Stella: These FDA approvals are a major boon for the industry and, by extension, for companies like Ascend. They’re a validation of gene therapies and open up a broader pipeline for potential appli­ca­tions. We specialize in helping customers develop these trans­for­ma­tive therapies and bring them forward to the clinic. More funding for more diverse diseases means increased oppor­tu­ni­ties across the industry.

DCVC: With these new devel­op­ments in gene therapy, what’s next for Ascend? Can you share any upcoming projects or goals that reflect the company’s vision and strategy in the evolving landscape of gene and cell therapies? 

Stella: First, we’re focused on leveraging our expertise in innovation and process development. We’re making strides in improving product yields and quality in our facilities in Alameda, California, and Munich, Germany. This includes working on appli­ca­tions that could allow clients to reduce their manu­fac­turing scales signif­i­cantly, leading to cost savings. For instance, advance­ments in yields might enable a reduction from 500-liter to 200-liter production scales, giving the same amount of usable, high-quality product.

In Munich, we are also setting up a Good Manu­fac­turing Practice (GMP) laboratory. GMP is a system ensuring that products are consis­tently produced and controlled according to quality standards. It’s vital for our industry, partic­u­larly for clients needing product testing and release for clinical trials or commercial appli­ca­tions in Europe. We expect this laboratory to be operational by the middle of the second quarter of 2024.

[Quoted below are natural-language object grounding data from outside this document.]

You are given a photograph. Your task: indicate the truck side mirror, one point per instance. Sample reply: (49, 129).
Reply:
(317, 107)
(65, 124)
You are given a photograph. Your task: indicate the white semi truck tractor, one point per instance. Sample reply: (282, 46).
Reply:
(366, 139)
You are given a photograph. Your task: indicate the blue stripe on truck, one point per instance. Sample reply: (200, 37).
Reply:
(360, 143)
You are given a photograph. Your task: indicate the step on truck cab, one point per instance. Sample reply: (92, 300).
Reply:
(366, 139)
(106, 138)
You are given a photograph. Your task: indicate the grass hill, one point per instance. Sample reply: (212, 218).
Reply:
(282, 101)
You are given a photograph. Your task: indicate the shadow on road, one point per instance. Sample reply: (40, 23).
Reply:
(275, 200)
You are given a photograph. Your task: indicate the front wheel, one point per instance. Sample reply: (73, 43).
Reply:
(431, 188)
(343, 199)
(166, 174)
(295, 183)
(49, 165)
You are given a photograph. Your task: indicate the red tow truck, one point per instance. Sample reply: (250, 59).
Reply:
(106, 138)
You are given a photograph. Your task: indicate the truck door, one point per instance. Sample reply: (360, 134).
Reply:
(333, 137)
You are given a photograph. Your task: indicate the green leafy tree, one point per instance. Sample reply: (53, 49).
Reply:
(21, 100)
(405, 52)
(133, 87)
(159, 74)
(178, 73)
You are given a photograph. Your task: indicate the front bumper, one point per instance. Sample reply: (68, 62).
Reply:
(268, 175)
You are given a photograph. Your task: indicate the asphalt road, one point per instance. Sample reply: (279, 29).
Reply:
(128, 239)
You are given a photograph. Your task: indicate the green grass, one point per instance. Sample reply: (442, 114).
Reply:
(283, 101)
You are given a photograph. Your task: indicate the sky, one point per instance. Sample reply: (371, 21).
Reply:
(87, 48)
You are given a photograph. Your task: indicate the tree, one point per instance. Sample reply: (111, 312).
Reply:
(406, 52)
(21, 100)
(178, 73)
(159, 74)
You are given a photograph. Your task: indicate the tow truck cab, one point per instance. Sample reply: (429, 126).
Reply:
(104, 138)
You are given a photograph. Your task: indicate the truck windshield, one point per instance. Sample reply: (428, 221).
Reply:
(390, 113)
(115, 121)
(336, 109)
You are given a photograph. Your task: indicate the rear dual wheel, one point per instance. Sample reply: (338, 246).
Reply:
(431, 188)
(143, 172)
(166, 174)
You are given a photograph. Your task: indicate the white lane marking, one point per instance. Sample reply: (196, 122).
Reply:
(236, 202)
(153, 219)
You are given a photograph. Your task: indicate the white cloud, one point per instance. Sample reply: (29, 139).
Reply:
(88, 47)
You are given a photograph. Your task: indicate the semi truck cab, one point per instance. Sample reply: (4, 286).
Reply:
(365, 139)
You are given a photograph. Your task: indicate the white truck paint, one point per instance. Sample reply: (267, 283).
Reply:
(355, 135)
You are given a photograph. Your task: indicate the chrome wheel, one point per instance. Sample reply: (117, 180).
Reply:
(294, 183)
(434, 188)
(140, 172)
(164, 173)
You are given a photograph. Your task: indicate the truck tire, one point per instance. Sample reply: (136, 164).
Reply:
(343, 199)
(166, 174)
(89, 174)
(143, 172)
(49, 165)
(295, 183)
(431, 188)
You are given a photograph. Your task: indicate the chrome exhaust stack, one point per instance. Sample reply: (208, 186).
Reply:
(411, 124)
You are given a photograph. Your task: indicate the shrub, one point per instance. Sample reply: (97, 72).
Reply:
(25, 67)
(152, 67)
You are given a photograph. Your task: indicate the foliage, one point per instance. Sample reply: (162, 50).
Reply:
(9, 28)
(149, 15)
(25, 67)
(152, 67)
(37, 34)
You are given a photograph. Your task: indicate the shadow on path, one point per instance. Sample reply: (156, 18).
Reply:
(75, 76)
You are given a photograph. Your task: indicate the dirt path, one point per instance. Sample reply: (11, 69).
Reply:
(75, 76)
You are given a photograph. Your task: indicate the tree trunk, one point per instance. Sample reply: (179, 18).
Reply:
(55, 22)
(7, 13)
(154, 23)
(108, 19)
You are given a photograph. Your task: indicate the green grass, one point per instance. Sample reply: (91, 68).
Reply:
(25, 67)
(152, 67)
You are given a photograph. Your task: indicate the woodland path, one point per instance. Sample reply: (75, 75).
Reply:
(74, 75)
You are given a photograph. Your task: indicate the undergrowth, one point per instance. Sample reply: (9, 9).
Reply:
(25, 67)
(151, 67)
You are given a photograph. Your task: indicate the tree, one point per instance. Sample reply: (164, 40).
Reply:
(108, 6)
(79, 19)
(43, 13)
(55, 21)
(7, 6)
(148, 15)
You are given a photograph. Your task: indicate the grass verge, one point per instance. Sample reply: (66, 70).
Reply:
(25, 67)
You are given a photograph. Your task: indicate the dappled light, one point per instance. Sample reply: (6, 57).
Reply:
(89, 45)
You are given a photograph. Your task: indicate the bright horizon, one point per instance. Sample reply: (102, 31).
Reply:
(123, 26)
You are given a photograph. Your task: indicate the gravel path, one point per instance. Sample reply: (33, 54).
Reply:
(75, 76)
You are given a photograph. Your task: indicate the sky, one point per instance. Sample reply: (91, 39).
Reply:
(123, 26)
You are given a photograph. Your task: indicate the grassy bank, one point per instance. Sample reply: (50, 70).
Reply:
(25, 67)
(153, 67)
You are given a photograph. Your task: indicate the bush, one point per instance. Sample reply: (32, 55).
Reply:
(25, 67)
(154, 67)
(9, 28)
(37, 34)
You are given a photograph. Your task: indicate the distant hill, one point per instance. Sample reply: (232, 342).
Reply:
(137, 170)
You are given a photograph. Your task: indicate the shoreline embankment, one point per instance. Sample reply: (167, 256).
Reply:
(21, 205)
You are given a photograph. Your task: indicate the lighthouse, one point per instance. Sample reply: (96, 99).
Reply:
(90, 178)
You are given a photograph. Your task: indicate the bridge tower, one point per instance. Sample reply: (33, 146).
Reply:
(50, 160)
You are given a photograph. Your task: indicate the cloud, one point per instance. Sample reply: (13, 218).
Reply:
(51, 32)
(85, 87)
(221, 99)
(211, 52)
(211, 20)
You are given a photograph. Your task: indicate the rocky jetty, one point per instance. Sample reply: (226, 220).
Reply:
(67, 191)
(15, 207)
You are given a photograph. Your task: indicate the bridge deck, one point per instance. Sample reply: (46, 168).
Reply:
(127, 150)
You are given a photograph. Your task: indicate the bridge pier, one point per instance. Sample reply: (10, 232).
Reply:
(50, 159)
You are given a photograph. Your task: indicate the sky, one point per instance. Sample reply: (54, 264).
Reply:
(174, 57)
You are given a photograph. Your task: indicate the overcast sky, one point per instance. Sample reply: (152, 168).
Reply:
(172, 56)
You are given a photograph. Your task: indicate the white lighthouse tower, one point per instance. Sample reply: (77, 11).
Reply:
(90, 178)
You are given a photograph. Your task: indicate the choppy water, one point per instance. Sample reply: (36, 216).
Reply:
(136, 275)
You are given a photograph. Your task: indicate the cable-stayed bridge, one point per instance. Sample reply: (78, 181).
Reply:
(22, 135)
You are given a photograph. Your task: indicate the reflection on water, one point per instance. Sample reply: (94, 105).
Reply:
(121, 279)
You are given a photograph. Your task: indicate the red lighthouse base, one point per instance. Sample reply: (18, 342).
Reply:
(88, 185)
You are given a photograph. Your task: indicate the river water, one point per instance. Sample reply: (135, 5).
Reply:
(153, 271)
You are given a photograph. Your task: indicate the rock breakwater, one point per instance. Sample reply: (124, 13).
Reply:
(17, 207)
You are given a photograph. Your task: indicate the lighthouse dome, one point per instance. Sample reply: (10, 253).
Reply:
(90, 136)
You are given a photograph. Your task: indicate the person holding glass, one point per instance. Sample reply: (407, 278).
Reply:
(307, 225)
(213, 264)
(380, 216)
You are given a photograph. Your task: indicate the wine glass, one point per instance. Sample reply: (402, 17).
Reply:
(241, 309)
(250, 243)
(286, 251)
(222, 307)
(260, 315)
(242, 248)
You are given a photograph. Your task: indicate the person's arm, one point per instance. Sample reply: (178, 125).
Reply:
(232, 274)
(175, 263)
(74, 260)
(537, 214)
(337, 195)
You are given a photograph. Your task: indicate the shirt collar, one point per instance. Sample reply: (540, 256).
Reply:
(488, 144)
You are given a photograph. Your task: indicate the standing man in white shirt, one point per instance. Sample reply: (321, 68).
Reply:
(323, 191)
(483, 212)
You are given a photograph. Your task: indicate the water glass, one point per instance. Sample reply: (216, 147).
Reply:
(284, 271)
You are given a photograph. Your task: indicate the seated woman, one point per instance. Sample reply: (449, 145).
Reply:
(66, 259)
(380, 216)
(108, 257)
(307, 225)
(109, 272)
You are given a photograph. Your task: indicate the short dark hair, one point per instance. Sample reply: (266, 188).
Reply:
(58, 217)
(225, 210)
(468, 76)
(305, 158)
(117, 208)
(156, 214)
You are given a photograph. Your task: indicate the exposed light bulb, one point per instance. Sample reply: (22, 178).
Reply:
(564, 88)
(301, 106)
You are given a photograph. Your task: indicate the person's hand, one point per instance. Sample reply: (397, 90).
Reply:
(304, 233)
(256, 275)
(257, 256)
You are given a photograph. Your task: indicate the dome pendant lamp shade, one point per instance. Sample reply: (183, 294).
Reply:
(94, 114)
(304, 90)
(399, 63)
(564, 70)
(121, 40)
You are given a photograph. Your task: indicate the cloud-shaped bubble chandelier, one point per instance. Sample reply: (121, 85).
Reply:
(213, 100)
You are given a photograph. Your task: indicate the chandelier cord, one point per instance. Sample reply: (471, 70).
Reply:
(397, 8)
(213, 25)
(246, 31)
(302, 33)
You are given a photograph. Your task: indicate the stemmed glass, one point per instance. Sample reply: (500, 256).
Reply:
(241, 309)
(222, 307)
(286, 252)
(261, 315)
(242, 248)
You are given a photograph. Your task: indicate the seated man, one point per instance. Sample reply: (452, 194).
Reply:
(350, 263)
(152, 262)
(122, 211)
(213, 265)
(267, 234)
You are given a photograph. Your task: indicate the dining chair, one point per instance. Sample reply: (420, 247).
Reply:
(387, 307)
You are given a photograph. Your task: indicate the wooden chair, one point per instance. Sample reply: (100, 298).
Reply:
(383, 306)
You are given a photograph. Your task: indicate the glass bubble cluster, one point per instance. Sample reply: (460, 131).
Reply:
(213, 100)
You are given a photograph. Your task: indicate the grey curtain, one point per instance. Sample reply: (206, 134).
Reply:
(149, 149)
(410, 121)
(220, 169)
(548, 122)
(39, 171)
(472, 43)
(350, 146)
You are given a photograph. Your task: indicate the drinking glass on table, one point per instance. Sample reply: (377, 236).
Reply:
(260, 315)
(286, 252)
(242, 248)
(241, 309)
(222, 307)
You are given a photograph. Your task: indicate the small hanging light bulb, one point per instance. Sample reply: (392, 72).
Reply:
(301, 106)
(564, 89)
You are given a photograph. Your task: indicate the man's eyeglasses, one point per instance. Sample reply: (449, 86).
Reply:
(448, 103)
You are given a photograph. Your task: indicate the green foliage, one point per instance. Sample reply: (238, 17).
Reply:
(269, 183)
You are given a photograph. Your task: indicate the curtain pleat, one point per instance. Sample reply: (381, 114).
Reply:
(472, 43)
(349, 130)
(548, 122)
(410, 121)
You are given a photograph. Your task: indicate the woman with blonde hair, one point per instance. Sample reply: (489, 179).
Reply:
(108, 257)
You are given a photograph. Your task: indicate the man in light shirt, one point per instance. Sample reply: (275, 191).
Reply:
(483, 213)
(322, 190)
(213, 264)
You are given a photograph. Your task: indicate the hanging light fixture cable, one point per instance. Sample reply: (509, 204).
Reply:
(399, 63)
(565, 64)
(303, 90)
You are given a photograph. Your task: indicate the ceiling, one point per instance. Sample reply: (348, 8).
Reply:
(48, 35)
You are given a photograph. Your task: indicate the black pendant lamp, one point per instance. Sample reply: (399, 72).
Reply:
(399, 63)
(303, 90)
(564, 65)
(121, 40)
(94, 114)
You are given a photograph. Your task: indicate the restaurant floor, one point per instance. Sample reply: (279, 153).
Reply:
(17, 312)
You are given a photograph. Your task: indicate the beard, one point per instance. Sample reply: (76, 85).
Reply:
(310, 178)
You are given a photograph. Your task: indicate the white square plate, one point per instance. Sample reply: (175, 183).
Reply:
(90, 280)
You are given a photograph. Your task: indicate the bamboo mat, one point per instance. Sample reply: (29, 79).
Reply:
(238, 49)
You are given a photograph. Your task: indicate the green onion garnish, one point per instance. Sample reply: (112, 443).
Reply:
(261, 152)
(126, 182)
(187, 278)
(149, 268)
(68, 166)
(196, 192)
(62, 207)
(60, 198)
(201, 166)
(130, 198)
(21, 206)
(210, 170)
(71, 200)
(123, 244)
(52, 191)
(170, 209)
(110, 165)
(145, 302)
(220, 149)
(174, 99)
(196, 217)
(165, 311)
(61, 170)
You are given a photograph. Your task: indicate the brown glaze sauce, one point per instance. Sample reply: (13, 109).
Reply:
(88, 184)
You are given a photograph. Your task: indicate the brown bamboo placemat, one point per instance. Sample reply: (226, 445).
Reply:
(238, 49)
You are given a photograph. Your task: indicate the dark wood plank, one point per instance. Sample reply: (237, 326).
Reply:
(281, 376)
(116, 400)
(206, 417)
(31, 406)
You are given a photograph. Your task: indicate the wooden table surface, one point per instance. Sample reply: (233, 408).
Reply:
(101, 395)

Finally, on the manu­fac­turing front, we’re actively pursuing strategic acqui­si­tions in the United States. These acqui­si­tions will enhance our capa­bil­i­ties from clinical to commercial production. Our acquisition strategy emphasizes the talent and experience of the teams rather than just the facilities. We believe the industry needs experienced teams to drive production quality. We’re on track to finalize these acqui­si­tions by the end of the second quarter, further expanding our development, char­ac­ter­i­za­tion, and manufacturing capabilities.